In order to obviate such defects, there is a known prior art technology such as that which is disclosed in Japanese Patent Laid-open (KOKAI) Publication No. 232954/1999 or No. 285760/2000, in which it is attempted to prevent the light dispersion and the light quantity loss due to the location of an obstacle by attaching a light source to a portion near a display section with an area (plane or flat) emitter spontaneously emitting a light to a top surface portion of the key top portion.
Such an area emitter is one which is formed by forming a transparent conductive layer on a transparent insulating film through ion-spattering of ceramic such as tin oxide, tin indium oxide, antimony tin oxide or the like, or one which is formed by forming a transparent conductive ink on the transparent insulating film through a screen printing method in which a ceramic powder is dispersed in and mixed with a transparent insulating resin.
However, in the method in which the transparent conductive layer is formed with the ceramic layer by utilizing the ion spattering method using tin oxide or the like, the ceramic layer is itself brittle and is not almost extendable, and as a result, even if a transparent insulating film is elongated so as to have a desired key top shape, the transparent conductive layer does not follow such shape and a resistance rapidly increases, thus being inconvenient.
Furthermore, in the prior art method in which the transparent conductive layer is formed through the printing method using the transparent conductive ink that is formed by adding the ceramic powder into the transparent insulating resin and then mixing the ceramic powder with the transparent insulating resin, the conductivity is maintained by the linkage of the powder.

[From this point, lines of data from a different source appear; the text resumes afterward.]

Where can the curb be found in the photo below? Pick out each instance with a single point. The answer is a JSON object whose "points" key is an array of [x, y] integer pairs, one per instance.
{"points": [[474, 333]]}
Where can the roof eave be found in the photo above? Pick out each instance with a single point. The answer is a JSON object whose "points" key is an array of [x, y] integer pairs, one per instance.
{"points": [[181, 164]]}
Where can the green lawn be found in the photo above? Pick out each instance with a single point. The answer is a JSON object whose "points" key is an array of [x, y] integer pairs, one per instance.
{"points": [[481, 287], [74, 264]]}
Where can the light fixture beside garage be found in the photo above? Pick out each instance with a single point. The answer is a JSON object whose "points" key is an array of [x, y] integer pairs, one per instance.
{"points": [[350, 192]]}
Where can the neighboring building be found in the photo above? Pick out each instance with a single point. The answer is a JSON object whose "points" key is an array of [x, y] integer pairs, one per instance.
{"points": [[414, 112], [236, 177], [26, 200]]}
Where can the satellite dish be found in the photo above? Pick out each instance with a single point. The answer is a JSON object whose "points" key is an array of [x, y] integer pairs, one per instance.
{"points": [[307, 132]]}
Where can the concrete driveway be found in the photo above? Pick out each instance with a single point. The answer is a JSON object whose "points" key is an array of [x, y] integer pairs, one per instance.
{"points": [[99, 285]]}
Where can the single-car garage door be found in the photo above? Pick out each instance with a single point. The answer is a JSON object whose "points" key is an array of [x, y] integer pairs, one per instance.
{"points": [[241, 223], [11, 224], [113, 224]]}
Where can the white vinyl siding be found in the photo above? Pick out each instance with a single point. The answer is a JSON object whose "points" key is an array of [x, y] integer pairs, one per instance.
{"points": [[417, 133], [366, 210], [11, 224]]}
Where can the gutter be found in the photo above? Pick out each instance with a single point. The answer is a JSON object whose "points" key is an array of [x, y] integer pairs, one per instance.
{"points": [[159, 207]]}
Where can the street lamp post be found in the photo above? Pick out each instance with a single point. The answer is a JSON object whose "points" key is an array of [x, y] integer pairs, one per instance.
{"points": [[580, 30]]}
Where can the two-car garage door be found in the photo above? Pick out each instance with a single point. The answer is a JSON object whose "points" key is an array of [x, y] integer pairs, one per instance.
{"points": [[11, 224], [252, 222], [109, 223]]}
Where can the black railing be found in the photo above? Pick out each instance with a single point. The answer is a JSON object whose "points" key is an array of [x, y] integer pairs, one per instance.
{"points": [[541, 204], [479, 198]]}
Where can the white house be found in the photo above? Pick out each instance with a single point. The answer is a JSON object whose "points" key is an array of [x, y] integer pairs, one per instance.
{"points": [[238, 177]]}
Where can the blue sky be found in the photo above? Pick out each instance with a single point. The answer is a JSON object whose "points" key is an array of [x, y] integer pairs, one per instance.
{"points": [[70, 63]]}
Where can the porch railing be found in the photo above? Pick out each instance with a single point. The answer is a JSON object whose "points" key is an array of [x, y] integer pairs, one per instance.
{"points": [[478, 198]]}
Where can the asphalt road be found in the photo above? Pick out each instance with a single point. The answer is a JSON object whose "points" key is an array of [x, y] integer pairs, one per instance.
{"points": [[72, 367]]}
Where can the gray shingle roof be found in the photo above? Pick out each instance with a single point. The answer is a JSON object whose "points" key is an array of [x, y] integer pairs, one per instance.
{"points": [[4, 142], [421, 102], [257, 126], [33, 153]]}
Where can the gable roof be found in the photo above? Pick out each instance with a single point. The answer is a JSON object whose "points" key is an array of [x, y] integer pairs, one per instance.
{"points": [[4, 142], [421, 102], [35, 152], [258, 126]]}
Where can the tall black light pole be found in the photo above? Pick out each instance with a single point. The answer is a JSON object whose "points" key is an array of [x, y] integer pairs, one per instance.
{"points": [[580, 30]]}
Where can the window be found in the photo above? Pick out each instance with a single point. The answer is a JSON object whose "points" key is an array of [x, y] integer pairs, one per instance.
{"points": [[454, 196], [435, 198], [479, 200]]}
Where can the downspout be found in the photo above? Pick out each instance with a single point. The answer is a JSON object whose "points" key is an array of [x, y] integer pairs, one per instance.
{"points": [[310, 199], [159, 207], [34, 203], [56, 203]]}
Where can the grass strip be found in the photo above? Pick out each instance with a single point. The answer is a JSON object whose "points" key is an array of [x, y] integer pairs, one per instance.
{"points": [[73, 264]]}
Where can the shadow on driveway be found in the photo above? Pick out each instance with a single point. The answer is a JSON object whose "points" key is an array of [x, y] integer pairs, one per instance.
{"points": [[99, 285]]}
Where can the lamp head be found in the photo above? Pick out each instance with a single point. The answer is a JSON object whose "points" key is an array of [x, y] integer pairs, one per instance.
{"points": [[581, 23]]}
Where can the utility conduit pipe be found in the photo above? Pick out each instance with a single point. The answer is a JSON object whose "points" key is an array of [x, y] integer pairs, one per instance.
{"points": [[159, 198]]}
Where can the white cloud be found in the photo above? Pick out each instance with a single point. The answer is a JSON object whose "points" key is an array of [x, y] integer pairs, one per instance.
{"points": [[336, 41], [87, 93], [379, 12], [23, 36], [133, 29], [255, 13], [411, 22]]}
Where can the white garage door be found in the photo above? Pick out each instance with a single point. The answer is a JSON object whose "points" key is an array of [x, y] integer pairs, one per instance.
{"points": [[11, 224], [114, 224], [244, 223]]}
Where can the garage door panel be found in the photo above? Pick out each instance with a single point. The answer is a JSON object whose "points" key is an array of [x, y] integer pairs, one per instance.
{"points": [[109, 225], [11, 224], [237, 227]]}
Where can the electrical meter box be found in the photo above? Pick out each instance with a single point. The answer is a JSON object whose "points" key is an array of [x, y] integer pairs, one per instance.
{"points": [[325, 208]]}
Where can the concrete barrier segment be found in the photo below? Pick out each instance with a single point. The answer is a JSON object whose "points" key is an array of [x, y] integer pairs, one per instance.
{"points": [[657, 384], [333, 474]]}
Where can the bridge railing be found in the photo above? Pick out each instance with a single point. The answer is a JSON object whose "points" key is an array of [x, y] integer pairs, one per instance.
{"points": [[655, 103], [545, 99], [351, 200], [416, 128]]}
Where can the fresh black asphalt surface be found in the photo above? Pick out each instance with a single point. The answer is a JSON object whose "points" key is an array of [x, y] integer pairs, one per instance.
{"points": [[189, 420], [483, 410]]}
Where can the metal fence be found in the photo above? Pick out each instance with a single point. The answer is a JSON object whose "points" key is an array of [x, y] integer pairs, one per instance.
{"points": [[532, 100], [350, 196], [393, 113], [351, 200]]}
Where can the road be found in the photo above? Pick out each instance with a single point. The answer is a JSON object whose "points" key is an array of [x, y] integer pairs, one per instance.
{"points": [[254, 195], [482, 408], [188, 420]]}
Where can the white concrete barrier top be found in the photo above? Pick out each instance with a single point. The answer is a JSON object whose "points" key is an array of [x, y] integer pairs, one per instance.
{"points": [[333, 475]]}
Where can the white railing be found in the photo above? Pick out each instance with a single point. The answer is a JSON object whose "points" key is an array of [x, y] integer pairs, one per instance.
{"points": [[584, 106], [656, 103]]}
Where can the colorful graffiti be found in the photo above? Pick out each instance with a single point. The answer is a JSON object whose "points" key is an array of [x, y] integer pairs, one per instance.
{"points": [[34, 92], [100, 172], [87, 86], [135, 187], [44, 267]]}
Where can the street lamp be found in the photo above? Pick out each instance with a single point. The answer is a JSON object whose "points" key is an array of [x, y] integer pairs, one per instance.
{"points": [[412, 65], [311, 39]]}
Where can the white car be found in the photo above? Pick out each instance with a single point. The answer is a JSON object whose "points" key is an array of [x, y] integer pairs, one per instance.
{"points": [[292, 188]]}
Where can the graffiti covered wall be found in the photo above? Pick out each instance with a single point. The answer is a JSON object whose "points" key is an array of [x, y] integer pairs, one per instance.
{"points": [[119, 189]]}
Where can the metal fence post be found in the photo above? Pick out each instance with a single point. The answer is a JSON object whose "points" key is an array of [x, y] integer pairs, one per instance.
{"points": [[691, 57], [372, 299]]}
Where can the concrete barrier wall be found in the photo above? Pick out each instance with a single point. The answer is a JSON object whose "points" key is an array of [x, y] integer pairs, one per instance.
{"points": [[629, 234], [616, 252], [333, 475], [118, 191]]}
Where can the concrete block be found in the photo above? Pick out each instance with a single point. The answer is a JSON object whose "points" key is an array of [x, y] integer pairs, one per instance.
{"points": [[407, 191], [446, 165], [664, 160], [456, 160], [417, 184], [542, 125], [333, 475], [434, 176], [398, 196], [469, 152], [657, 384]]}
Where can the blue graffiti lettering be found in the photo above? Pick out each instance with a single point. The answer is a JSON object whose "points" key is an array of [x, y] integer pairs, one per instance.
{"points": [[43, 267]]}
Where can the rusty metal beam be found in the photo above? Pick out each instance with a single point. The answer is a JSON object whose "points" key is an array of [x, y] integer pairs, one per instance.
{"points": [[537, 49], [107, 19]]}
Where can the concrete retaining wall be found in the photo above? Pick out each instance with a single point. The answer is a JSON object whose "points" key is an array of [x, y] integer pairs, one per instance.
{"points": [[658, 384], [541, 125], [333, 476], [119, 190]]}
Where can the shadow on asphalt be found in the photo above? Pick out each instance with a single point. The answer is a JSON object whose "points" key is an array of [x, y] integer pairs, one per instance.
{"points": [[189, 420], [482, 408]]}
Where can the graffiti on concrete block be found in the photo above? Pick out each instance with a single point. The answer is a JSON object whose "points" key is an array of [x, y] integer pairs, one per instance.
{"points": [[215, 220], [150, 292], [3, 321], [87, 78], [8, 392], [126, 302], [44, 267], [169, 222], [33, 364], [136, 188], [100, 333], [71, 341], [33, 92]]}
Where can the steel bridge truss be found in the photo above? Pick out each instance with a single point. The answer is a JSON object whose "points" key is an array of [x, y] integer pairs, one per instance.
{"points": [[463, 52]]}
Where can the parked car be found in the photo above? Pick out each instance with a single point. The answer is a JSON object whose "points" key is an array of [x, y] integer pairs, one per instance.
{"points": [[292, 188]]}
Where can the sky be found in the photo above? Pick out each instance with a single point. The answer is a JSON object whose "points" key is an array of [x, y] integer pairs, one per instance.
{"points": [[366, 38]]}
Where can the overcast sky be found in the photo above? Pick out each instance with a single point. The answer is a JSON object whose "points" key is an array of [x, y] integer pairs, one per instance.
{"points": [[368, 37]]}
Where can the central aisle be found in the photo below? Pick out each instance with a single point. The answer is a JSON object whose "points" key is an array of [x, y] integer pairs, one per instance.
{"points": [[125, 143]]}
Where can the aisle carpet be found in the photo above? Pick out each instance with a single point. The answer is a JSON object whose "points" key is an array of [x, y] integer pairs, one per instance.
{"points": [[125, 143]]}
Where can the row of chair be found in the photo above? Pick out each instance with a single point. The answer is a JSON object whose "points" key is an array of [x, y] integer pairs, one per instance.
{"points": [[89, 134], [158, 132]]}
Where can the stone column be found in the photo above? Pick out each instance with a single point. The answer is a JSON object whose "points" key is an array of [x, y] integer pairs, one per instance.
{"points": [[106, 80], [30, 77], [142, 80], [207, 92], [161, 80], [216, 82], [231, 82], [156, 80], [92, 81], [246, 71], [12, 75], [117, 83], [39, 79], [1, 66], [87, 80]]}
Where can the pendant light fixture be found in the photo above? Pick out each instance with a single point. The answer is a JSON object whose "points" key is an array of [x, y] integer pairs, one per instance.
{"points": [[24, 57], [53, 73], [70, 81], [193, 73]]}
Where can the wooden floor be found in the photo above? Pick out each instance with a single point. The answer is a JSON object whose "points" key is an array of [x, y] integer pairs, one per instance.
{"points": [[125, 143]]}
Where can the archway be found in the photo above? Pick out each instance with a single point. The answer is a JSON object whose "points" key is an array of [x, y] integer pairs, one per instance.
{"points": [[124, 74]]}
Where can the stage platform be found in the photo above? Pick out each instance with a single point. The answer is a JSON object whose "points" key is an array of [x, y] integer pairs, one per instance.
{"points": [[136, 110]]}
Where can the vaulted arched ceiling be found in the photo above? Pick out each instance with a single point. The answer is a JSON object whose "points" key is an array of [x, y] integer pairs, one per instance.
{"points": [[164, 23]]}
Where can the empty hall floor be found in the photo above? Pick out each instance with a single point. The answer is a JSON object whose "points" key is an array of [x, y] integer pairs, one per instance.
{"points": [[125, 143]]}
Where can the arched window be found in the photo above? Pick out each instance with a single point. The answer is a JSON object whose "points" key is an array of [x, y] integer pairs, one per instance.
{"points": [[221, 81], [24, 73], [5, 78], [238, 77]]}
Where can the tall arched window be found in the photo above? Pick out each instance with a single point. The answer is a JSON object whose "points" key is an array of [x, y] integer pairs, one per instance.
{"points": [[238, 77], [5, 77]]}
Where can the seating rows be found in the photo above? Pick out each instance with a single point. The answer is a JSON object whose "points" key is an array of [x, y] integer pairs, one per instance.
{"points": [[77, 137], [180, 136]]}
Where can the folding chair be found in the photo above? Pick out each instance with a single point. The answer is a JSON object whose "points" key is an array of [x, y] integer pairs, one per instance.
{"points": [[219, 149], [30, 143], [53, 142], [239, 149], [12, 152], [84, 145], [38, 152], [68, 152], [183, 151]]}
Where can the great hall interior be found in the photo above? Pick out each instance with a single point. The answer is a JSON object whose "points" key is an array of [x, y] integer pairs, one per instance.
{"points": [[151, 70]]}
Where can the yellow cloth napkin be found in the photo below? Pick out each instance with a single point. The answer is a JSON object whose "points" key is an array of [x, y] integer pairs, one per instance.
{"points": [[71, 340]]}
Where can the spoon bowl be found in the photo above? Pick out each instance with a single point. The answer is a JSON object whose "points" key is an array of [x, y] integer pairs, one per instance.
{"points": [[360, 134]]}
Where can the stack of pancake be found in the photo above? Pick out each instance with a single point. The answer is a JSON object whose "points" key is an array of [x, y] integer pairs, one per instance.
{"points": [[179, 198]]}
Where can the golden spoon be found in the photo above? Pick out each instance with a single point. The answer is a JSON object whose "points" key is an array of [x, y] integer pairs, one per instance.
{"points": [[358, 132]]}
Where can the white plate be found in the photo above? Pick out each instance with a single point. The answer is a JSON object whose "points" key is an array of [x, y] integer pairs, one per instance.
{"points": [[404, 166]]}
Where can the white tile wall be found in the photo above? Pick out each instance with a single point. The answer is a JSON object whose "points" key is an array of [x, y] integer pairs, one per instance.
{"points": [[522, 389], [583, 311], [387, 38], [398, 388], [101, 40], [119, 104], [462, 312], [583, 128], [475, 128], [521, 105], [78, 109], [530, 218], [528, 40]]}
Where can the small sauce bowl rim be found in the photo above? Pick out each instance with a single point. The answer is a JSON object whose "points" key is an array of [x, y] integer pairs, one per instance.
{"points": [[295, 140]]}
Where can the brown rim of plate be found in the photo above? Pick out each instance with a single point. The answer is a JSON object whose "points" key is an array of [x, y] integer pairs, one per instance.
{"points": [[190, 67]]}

However, in this method, the resistance is not reduced so remarkably even with a significant amount of ceramic powder content, and further, it is difficult to uniformly disperse the ceramic powder. Accordingly, at a time when it is desired to elongate the transparent insulating film so as to deform the transparent insulating film as a base material to provide a desired shape, the linkage of the ceramic powder of the transparent conductive layer is easily destroyed, thereby resulting in an increase of resistance which, in turn, causes uneven luminance.
Accordingly, the present invention has been conceived to solve the above-described problems which are attributed to a member for a push-button switch back-lighting a display section of a key-top portion of a conventional structure. An object of the present invention is therefore to provide a member for constituting a push-button switch having a thin thickness and a high visual recognition performance which is capable of realizing back-lighting of a display section having high light emission efficiency with a reduced consumption of electric power and a less uneven luminance by using the back-lighting of the display section without any loss of light energy.